"It's a good thing because as long as the availability is up and their able to capture the wind and produce electricity, they're making money," said Keith Plantier, director for energy systems at Texas State Technical College's (TSTC) West Texas Campus.
Wind farms actually thrive on thirty per mile winds. It allows the turbines to produce high quantities of energy- up to 2MW of power. That can produce enough energy for 50 to 70 houses.
Inside the turbine technicians check this monitor to see the wind speeds. It will take about 30 mp/s for the turbine to stop functioning. However, when it's anywhere around 15 mp/s it can be a cause for other concerns.
"Safety becomes an issue with the tower climbs and taking personnel up the tower to work on the turbine," said Plantier.
TSTC offers a wind energy program at its Sweetwater campus. It specifically trains and certifies students to properly handle high gusts and potentially dangerous situations.
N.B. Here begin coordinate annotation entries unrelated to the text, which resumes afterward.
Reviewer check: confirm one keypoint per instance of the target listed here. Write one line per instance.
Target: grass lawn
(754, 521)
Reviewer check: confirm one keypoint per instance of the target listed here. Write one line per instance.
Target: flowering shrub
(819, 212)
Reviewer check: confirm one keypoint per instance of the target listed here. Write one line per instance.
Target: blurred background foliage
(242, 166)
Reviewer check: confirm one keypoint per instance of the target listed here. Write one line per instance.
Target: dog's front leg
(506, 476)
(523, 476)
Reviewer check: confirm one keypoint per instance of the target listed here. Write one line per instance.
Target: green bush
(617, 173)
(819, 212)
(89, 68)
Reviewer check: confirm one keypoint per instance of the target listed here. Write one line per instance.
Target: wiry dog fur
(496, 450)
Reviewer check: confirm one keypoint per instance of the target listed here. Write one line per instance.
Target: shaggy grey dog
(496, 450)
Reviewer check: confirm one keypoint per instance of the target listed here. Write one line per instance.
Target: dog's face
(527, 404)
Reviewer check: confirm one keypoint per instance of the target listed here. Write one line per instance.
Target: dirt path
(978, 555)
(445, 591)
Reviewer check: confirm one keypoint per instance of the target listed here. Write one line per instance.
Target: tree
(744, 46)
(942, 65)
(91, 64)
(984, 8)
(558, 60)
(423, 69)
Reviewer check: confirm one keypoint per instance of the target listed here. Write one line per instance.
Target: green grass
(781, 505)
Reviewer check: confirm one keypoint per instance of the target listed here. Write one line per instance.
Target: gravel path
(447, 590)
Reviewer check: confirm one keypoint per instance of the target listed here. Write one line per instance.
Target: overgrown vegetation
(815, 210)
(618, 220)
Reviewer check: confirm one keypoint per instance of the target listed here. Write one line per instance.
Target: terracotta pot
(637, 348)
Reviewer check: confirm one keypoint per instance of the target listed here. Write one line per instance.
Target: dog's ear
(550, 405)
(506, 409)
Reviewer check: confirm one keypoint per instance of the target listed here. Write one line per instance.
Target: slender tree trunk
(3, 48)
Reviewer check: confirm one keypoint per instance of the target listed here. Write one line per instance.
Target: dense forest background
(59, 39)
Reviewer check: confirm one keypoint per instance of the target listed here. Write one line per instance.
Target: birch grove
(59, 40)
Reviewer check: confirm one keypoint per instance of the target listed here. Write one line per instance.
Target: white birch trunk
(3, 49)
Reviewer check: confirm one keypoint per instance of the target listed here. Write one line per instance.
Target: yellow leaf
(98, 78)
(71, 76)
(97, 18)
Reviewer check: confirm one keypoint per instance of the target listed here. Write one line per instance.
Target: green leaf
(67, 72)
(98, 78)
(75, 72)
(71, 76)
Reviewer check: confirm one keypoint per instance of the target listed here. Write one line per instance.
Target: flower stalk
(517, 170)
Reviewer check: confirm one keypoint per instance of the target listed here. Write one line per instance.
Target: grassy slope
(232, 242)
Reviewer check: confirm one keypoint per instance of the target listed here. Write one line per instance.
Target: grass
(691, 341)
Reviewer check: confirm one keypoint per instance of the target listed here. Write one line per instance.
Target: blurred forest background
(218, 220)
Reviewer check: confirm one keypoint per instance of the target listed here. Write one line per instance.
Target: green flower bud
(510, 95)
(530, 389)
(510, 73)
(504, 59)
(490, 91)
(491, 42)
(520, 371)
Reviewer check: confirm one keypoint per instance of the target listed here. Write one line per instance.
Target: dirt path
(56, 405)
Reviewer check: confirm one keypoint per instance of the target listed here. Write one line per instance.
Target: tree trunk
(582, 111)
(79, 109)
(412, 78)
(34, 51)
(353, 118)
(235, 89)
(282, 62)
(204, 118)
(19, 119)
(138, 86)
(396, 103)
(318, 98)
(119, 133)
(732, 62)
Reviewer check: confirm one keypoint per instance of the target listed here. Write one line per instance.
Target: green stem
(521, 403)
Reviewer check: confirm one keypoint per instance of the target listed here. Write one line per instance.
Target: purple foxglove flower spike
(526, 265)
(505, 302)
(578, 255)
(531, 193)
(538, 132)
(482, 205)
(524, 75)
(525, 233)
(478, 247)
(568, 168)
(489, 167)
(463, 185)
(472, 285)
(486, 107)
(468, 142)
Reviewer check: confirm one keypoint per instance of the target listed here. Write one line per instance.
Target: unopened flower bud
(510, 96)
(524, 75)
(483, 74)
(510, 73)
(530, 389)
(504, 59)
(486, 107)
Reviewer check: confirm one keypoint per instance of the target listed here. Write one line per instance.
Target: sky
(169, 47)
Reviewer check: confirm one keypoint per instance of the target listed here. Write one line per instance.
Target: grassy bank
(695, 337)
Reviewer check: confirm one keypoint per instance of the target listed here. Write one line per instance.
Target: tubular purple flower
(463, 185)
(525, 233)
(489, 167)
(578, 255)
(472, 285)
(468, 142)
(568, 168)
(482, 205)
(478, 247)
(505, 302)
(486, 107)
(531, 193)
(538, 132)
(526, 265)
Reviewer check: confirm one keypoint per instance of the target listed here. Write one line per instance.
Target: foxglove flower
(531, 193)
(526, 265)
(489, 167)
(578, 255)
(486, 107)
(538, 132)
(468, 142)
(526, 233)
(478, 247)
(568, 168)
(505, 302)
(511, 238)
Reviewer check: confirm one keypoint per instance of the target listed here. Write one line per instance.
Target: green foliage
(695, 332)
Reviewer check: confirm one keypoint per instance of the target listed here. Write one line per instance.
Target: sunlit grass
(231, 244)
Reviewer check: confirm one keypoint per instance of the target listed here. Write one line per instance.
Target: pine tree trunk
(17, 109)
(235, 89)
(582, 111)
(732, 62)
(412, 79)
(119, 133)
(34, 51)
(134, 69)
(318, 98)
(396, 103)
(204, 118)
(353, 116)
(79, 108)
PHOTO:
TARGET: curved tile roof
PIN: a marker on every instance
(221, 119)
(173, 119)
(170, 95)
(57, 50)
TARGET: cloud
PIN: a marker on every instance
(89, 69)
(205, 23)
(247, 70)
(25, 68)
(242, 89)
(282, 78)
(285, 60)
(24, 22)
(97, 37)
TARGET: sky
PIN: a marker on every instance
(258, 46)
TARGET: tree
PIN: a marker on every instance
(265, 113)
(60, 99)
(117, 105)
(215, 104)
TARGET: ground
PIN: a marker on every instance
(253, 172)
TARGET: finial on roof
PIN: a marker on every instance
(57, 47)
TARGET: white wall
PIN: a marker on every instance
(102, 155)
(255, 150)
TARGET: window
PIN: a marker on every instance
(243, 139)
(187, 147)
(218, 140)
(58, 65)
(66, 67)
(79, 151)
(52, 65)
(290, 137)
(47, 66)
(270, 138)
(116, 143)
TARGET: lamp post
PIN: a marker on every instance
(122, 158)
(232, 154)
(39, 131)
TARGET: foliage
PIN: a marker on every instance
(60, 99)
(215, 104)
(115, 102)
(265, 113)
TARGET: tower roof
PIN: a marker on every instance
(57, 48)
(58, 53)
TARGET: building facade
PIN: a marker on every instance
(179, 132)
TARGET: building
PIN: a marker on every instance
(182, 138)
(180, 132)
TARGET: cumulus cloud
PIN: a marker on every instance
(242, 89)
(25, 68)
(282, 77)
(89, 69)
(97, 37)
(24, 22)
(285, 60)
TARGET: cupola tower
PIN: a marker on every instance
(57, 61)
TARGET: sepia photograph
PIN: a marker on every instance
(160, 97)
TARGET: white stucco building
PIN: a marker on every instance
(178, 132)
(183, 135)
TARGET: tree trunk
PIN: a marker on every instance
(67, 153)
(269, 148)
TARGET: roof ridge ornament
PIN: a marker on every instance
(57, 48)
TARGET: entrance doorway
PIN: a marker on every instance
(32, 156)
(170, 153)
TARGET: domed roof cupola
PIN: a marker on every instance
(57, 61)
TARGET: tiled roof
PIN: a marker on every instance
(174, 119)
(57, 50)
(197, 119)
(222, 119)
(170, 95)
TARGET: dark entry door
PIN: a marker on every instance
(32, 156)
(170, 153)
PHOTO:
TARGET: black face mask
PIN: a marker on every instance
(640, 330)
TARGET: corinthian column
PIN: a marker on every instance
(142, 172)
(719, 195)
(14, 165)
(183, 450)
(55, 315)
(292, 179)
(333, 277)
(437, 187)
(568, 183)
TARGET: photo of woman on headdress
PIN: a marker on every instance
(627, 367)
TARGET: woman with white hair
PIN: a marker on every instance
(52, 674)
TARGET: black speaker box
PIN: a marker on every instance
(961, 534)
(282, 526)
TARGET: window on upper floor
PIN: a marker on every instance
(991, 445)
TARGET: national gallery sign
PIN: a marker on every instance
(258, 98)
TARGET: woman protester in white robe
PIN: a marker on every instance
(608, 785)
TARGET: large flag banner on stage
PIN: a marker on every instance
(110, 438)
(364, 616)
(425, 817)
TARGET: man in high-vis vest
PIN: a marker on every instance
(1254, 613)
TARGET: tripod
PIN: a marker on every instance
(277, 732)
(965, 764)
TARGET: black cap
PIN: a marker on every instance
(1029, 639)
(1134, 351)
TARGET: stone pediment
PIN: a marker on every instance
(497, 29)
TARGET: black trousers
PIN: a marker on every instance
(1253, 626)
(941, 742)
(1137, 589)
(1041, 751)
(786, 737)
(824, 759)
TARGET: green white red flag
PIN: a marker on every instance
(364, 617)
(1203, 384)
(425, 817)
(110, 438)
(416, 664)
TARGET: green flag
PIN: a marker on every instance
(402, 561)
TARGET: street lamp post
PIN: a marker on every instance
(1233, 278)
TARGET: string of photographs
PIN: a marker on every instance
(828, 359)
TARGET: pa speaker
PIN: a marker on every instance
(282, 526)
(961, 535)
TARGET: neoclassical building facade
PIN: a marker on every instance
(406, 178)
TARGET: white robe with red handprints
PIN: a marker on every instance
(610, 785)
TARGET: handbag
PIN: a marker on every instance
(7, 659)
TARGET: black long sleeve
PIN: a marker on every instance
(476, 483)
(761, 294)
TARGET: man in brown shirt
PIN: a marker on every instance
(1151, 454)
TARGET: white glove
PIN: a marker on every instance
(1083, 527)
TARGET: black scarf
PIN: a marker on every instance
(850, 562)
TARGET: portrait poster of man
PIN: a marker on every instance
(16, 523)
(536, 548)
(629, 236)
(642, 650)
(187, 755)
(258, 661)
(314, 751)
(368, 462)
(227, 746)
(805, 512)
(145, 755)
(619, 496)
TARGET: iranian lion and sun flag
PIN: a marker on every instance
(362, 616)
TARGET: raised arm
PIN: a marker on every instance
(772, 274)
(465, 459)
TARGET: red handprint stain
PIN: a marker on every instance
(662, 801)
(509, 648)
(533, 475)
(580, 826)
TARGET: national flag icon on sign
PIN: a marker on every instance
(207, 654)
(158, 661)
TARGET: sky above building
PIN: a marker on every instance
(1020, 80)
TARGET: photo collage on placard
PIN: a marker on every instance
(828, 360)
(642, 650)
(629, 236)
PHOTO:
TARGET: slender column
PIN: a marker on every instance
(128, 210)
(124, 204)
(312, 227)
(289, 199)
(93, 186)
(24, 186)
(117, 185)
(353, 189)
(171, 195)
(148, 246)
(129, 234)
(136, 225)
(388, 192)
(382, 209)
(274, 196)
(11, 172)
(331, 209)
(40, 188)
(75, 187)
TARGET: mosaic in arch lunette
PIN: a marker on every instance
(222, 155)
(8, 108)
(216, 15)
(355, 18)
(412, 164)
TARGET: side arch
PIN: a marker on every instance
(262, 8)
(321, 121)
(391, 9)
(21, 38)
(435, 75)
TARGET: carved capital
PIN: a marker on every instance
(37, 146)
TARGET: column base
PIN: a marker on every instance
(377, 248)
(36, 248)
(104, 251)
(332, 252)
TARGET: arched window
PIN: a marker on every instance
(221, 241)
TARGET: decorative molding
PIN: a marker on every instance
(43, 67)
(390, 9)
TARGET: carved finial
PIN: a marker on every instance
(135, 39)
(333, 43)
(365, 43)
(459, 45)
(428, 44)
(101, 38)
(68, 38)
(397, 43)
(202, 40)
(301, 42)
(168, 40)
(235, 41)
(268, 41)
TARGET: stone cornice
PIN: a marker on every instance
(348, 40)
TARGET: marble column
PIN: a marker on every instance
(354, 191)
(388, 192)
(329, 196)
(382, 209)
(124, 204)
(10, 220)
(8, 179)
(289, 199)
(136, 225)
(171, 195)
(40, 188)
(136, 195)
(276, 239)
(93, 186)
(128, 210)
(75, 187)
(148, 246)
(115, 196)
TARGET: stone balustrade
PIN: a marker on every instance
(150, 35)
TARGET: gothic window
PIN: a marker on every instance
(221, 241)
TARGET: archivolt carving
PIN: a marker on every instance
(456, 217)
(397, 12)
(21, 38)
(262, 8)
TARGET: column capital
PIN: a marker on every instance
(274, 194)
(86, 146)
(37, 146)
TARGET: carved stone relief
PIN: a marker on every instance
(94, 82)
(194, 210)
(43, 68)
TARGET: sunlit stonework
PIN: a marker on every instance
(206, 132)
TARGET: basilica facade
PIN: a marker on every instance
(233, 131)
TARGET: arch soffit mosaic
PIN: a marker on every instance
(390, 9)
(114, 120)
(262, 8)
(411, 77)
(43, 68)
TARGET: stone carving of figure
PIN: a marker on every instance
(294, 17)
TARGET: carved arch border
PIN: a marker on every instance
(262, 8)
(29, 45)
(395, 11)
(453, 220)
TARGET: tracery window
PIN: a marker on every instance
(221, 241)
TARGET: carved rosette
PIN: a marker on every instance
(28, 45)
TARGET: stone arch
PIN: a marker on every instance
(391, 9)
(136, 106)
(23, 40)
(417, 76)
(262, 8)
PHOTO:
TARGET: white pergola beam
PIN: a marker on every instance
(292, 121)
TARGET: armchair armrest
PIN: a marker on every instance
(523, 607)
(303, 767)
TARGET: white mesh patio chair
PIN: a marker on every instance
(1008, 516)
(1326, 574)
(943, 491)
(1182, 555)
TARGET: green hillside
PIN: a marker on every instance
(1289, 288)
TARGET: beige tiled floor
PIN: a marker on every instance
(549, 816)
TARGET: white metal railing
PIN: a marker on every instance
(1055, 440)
"You can feel the sway of the towers pretty heavy as it is at fifteen meters per second. Anything higher than that it gets pretty hard for somebody to deal with so we just don't take students up there at that point," said Plantier.
They've already had to cancel trainings because of high wind gusts.
"It's kind of our enemy when it comes to that because especially we have so many students to climb and i like to get them up there multiple times during the course of the semester," said Plantier.
They may have to stay indoors, but outside, the turbines will continue to thrive on their misfortune.